Já no primeiro capítulo da série, Natasha, a aluna transexual vivida por Linn da Quebrada, é agredida no banheiro masculino e rejeitada no feminino. A trama faz a professora lembrar de outro episódio extremo, vivido por uma aluna da vida real.
"No mês passado, fizemos um sarau na Fábrica de Cultura do Jardim São Luís, uma aluna nossa trans cantou, dançou Alcione, leu poema de Clarice Lispector, tocou flauta com a professora de artes Lilian. Depois, foi assassinada. Essa história me emocionou muito porque ela foi aplaudida e respeitada, disse que foi o dia mais feliz de sua vida. Uma simples apresentação num sarau da escola", relembra.
O professor Honorato ressalta a importância de ver na série não apenas as histórias vividas pelos professores de educação de adultos, como abrir espaço para muitos outros dramas não vistos comumente na televisão.

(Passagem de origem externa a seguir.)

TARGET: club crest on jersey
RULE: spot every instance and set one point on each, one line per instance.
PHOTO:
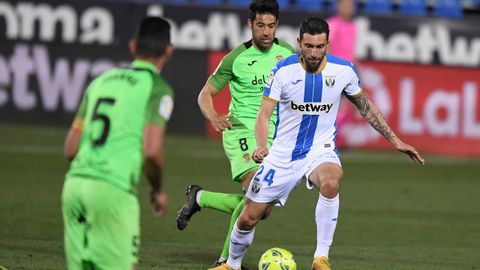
(330, 81)
(246, 158)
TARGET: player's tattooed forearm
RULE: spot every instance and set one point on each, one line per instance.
(373, 116)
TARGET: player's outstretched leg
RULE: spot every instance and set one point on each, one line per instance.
(321, 263)
(198, 198)
(224, 256)
(190, 208)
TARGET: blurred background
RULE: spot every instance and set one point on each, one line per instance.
(419, 60)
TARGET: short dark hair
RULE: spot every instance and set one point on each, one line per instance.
(262, 7)
(314, 26)
(152, 37)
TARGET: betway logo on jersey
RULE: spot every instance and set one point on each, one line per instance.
(310, 107)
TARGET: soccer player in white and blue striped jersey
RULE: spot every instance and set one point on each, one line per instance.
(305, 89)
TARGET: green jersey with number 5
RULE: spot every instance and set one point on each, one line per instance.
(115, 110)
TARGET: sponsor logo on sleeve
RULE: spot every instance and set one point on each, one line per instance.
(166, 107)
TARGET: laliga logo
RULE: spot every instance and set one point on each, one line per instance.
(358, 131)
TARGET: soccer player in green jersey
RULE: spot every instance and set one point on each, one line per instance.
(246, 70)
(117, 132)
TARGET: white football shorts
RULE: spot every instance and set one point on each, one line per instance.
(274, 180)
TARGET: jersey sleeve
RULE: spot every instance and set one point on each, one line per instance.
(224, 72)
(160, 105)
(354, 86)
(82, 109)
(273, 87)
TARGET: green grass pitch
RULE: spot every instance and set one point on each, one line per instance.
(394, 215)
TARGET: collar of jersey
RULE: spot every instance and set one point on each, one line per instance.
(320, 68)
(141, 64)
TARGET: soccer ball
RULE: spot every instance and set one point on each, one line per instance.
(277, 259)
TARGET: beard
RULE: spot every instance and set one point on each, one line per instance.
(263, 43)
(312, 65)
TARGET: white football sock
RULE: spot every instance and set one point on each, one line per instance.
(239, 242)
(326, 214)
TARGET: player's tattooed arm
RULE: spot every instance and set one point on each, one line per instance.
(372, 114)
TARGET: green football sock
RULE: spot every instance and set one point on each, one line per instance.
(220, 201)
(233, 219)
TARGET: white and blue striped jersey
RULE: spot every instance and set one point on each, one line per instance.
(308, 104)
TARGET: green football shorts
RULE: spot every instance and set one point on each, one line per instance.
(239, 144)
(101, 225)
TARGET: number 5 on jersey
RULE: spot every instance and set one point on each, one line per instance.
(268, 176)
(97, 116)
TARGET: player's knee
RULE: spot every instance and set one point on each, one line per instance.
(247, 220)
(330, 186)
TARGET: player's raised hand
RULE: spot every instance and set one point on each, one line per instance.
(259, 154)
(221, 122)
(159, 200)
(410, 151)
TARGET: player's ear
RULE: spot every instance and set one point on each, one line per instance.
(169, 51)
(132, 45)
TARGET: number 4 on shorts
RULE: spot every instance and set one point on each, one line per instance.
(268, 177)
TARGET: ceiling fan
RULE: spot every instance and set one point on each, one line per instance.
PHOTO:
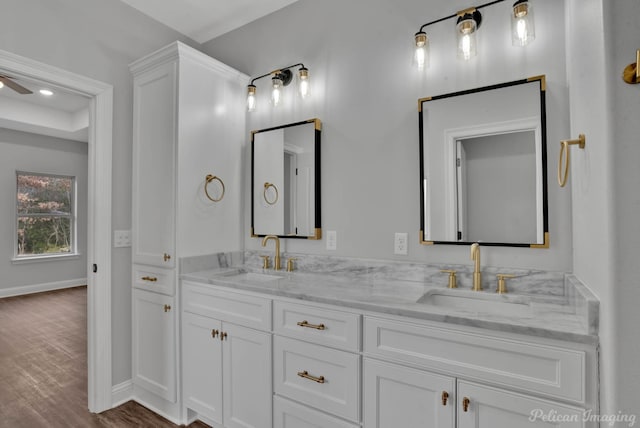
(6, 80)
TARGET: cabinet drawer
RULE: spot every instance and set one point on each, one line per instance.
(321, 377)
(559, 372)
(319, 325)
(156, 279)
(287, 414)
(242, 309)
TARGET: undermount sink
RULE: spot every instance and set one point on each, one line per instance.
(244, 275)
(482, 302)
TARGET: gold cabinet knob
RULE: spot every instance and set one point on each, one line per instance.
(306, 324)
(452, 278)
(290, 263)
(502, 283)
(265, 262)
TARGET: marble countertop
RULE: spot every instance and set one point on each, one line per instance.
(563, 318)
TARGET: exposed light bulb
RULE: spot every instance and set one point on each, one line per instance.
(303, 85)
(466, 37)
(522, 23)
(421, 53)
(276, 92)
(251, 98)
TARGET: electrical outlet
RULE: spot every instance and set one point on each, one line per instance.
(400, 243)
(332, 240)
(121, 238)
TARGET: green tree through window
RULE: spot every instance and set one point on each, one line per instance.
(45, 214)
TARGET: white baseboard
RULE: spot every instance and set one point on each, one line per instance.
(121, 393)
(38, 288)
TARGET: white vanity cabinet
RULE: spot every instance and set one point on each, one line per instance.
(488, 381)
(188, 122)
(154, 343)
(226, 357)
(317, 363)
(399, 396)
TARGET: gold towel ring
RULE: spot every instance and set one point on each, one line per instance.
(264, 193)
(208, 179)
(564, 152)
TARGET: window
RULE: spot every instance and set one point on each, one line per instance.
(45, 214)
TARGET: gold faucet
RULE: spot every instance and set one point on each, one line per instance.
(276, 261)
(477, 276)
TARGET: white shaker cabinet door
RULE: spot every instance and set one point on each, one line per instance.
(154, 343)
(397, 396)
(246, 355)
(485, 407)
(154, 160)
(202, 365)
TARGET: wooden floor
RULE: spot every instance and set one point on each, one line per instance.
(43, 366)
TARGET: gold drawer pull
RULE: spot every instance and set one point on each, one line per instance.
(305, 323)
(305, 374)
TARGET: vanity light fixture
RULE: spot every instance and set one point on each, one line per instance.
(467, 24)
(279, 79)
(522, 26)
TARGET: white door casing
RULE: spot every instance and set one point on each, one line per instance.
(99, 214)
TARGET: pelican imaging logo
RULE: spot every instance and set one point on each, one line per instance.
(553, 416)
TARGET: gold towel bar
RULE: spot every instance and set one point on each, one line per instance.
(631, 73)
(208, 179)
(564, 152)
(264, 194)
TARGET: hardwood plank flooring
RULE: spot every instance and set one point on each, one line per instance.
(43, 366)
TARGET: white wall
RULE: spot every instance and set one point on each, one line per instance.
(365, 91)
(621, 18)
(98, 39)
(21, 151)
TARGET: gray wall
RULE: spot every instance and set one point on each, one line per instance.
(365, 91)
(98, 39)
(21, 151)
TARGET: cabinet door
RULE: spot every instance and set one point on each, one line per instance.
(154, 343)
(494, 408)
(398, 396)
(202, 365)
(154, 134)
(246, 356)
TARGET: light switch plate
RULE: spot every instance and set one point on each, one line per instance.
(332, 240)
(121, 238)
(400, 243)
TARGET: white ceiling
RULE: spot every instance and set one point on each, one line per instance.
(203, 20)
(62, 115)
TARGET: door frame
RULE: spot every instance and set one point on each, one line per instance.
(99, 354)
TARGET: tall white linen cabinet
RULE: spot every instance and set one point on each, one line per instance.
(188, 123)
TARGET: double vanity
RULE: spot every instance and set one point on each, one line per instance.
(330, 342)
(351, 347)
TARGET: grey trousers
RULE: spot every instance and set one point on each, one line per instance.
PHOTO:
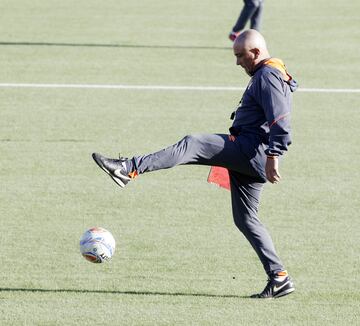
(246, 186)
(252, 10)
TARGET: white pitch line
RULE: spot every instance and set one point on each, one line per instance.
(167, 88)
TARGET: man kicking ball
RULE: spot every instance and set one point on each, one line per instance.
(259, 135)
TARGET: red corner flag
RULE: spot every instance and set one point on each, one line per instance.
(219, 176)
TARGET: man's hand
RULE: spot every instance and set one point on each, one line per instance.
(272, 169)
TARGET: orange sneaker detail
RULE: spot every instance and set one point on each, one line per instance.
(133, 174)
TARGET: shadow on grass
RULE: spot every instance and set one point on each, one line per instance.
(150, 293)
(104, 45)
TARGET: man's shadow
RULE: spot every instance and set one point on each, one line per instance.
(144, 293)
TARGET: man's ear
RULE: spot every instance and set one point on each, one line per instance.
(256, 52)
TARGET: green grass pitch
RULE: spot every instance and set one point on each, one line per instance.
(179, 259)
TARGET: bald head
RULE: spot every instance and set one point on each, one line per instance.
(250, 49)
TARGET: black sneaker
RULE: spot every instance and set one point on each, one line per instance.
(276, 287)
(116, 169)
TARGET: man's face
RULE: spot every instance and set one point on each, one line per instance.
(245, 58)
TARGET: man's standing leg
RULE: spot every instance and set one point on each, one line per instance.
(245, 196)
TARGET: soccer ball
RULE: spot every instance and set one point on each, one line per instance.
(97, 245)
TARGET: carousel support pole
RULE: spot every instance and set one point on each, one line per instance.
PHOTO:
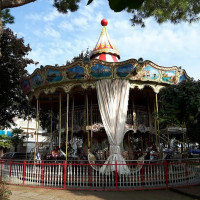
(36, 131)
(155, 126)
(38, 122)
(91, 115)
(27, 134)
(168, 138)
(59, 140)
(51, 129)
(72, 119)
(158, 132)
(87, 120)
(67, 121)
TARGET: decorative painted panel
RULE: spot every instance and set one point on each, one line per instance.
(182, 78)
(37, 80)
(26, 86)
(75, 72)
(150, 73)
(100, 71)
(169, 76)
(53, 76)
(125, 70)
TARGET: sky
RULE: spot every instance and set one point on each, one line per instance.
(56, 38)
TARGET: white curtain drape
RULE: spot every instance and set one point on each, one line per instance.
(113, 98)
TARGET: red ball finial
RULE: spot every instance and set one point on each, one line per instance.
(104, 22)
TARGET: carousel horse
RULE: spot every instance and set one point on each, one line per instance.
(75, 144)
(92, 161)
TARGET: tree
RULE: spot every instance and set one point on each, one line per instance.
(162, 11)
(16, 139)
(180, 106)
(13, 62)
(6, 17)
(82, 56)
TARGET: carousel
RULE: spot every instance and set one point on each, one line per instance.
(103, 106)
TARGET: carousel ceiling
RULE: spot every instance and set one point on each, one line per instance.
(49, 78)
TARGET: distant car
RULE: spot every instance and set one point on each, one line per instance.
(15, 156)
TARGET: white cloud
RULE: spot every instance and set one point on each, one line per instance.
(61, 37)
(67, 26)
(33, 16)
(52, 15)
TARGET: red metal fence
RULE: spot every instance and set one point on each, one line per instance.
(84, 176)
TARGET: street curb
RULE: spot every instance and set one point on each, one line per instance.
(185, 193)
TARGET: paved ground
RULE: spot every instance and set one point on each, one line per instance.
(27, 193)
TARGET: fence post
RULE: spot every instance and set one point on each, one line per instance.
(24, 171)
(116, 180)
(166, 173)
(65, 173)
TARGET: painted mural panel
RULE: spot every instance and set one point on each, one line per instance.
(75, 72)
(150, 73)
(26, 86)
(182, 78)
(53, 76)
(125, 70)
(37, 80)
(169, 76)
(100, 71)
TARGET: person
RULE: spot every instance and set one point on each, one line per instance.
(38, 156)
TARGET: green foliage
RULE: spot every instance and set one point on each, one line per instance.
(5, 193)
(6, 17)
(162, 11)
(82, 56)
(4, 142)
(180, 106)
(13, 62)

"A série também mostra um setor da sociedade bastante discriminado. Gostamos muito de saber que uma emissora dessa dimensão tenha esse olhar, essa compreensão, de dar visibilidade àqueles que não têm".

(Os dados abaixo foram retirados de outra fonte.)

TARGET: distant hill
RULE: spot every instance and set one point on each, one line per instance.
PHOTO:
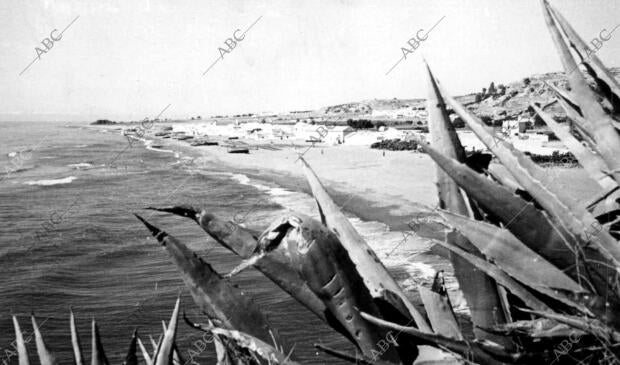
(495, 102)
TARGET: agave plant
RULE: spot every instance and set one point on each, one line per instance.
(539, 269)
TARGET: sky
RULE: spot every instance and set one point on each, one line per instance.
(127, 60)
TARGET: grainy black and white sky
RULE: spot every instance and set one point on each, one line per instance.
(129, 59)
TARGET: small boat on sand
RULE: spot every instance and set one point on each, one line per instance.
(238, 150)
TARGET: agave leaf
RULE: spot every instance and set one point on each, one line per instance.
(500, 276)
(97, 354)
(145, 353)
(244, 341)
(22, 352)
(45, 355)
(155, 345)
(221, 352)
(601, 126)
(531, 227)
(585, 324)
(587, 55)
(517, 260)
(243, 243)
(569, 215)
(75, 340)
(479, 290)
(214, 296)
(352, 358)
(376, 277)
(511, 255)
(165, 355)
(592, 163)
(478, 352)
(131, 358)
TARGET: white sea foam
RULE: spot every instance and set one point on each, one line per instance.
(66, 180)
(394, 248)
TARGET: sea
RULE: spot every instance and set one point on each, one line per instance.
(69, 240)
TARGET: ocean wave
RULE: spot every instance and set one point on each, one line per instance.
(81, 165)
(50, 182)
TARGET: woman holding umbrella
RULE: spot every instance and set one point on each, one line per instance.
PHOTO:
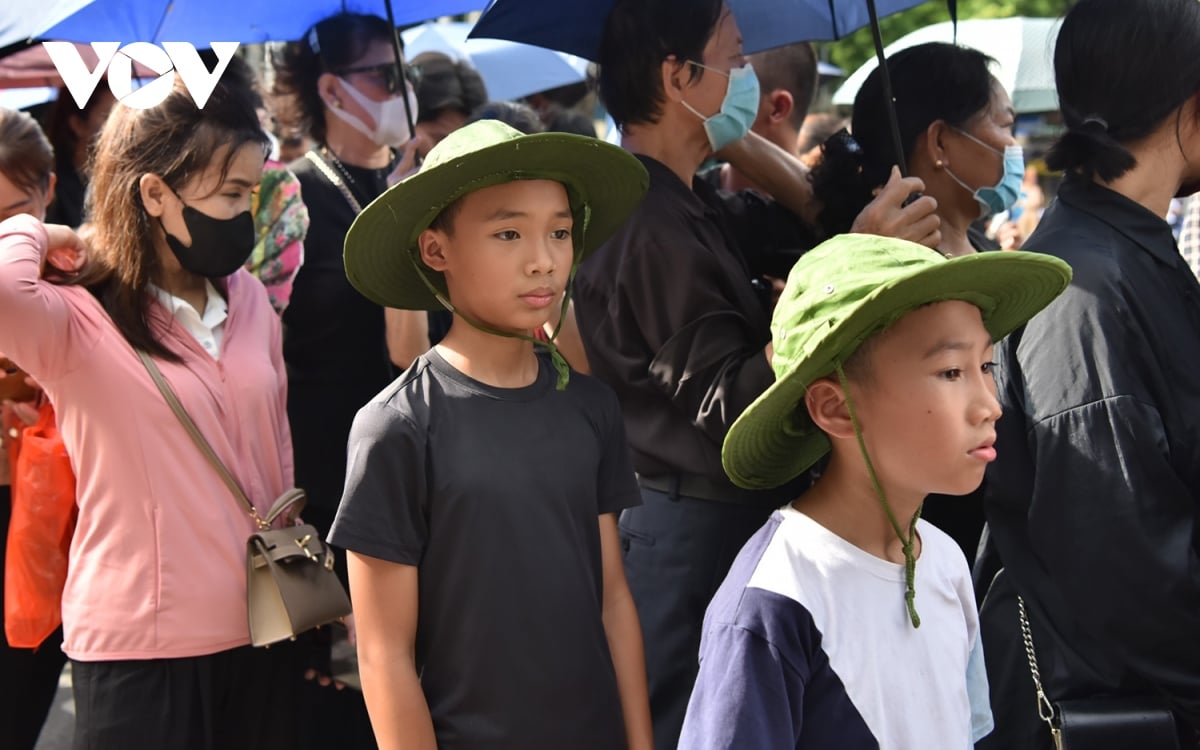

Tido pelos colegas como alguém tão idealista quanto a protagonista Lúcia, Honorato é elogiado por Ana como alguém que "deixa de pagar aluguel" para conseguir comprar itens para os alunos.
"Essas pessoas, ao longo de sua história, foram alijadas do direto ao ensino. Nós temos histórias de estudantes que pararam porque tiveram que trabalhar, cuidar de filhos, aluna que se formou com 76 anos, mulheres que disseram: 'Me separei porque meu marido não queria que eu estudasse'. Eles se sentem bastante prestigiados e valorizados com isso", relata o professor.
Professor salvador
Apesar da importância dos temas, nem todos os comentários são elogios. Professora de artes da rede público no Paraná, Camila Fujita não é uma espectadora assídua da série mas, pelo que viu, acredita que ela pode reforçar alguns estereótipos.

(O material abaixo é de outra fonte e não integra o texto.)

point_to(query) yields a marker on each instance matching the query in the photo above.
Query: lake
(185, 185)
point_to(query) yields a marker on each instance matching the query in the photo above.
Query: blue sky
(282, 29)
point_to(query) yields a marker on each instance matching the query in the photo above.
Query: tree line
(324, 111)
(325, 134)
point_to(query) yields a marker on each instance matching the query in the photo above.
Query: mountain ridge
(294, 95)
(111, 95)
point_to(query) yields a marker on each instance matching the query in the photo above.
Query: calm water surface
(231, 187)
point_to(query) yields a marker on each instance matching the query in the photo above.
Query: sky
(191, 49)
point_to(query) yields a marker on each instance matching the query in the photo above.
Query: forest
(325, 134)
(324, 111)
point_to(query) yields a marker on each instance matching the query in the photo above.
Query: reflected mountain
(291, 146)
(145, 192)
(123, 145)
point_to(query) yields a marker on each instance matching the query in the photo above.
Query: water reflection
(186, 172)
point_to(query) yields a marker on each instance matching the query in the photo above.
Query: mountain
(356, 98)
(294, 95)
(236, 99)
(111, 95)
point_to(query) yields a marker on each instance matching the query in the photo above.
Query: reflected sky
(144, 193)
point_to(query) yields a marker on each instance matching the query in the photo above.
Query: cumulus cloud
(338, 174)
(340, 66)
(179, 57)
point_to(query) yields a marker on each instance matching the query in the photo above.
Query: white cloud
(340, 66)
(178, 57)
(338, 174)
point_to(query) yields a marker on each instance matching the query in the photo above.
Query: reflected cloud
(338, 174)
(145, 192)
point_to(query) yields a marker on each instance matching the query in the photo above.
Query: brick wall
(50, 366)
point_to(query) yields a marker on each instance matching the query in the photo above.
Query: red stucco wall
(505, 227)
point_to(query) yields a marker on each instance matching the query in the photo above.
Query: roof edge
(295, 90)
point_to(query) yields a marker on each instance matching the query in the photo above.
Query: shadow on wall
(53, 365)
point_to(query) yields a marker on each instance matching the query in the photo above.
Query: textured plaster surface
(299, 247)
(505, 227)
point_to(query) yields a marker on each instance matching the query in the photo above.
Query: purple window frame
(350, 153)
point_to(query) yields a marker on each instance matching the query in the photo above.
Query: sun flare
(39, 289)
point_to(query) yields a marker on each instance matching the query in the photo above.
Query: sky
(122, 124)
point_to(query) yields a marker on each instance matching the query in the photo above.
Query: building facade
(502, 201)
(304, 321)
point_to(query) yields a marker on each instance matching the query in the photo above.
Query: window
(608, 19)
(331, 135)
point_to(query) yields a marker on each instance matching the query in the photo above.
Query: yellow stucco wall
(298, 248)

"Das coisas que eu vi, não gostei nada. Não sou a favor de ficar colocando desgraça. Acho que tem que mostrar sim as coisas ruins, mas a gente tem que ser propositivo. E colocar quase um professor salvador, também não gosto. Eu acho que é um trabalho coletivo, não só dos professores", critica.
"Dentro do contexto atual do Brasil, acho que não é a melhor forma de mostrar a educação brasileira. Acho que está na hora de começar a enaltecer as qualidades, rever os problemas e se posicionar para melhorá-los".
A ressalva também é feita por Severino Honorato: "Não queria que sempre se trabalhasse o lado negativo. A estrutura das escolas é precária mesmo, mas a gente faz acontecer".
Apesar disso, existe a expectativa de que a série possa provocar mudanças na visão do público sobre o poder transformador da educação.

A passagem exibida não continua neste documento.